Concernant l’attitude du président Gaone, il y a de quoi se poser des questions. Les larmes aux yeux, il nous exhibe fièrement le contrat que vous venez de signer et quinze jours plus tard il dit que reprendre vos Français en partant serait formidable! En avez-vous discuté depuis?

Lui et moi, de commun accord, avions décidé de tenter de créer un choc psychologique en annonçant mon départ. Dans l’intimité du vestiaire. Sans débordements extérieurs. Dès qu’on lui tend le micro, il s’emballe. Oubliant le réel objet de cette manoeuvre. Le lundi matin, je me trouve au poste. Je lui fait part de mon mécontentement. Du fait que je m’en vais réellement. Là, il me scie en me demandant de revenir sur cette décision. Je suppose qu’il prétendra le contraire. Je l’affirme: il m’a demandé de rester. Trop tard.

Vous est-il arrivé ces derniers temps de penser à Marc Grosjean?

Oh oui! Souvent. Je comprends mieux ce qui lui est arrivé. Je peux vous dire que ses grands amis d’aujourd’hui n’étaient pas ses amis d’hier si vous voyez ce que je veux dire. Ceux qui l’encensent à présent ont été les premiers à me dire qu’il était temps que j’arrive car ça ne pouvait plus continuer. Je n’ai pas relevé le mot. Ecouter des propos semblables revient à prétendre que rien n’a été fait auparavant. Faux, bien entendu.

Daniel Leclercq, pour se quitter sur une note souriante, parlez-nous un peu de votre Jaguar!

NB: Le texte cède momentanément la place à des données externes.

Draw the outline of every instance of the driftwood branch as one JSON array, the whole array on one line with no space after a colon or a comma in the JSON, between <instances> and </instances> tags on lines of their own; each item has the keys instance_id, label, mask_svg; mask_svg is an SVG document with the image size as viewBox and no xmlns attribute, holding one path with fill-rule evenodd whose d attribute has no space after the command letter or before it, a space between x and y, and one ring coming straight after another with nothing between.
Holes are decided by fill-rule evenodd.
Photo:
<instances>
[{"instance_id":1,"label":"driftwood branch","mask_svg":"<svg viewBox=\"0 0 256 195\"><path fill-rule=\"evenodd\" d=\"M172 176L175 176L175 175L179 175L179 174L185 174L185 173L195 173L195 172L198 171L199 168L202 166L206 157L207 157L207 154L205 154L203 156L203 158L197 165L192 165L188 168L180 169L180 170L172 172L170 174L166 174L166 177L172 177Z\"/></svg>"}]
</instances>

Ah, ma Jaguar. Bien qu’on l’évoque. D’autant que ce n’est pas ma Jaguar. Je m’apprête à la rendre. Voici l’histoire: nous allions jouer à Beveren. Dans la région, après le lunch, en me promenant j’ai apprécié une vieille Jaguar. Purée, quelle voiture! Quelqu’un a rapporté ce fait au président. Fin de saison, alors que nous venions d’assurer notre maintien, Monsieur Gaone vient me trouver en me demandant si j’aime les Jaguar. Il m’a alors proposé d’en choisir une, ce que j’ai fait en compagnie de Jean-Claude Verbist. Notez cela pouvait aussi bien être une Mercedes. Seul problème, là il fallait patienter durant six mois. Toujours avec Jean-Claude, nous nous sommes rendus chez Jaguar à Namur. Une, dont la couleur m’a fait flasher était disponible et voilà.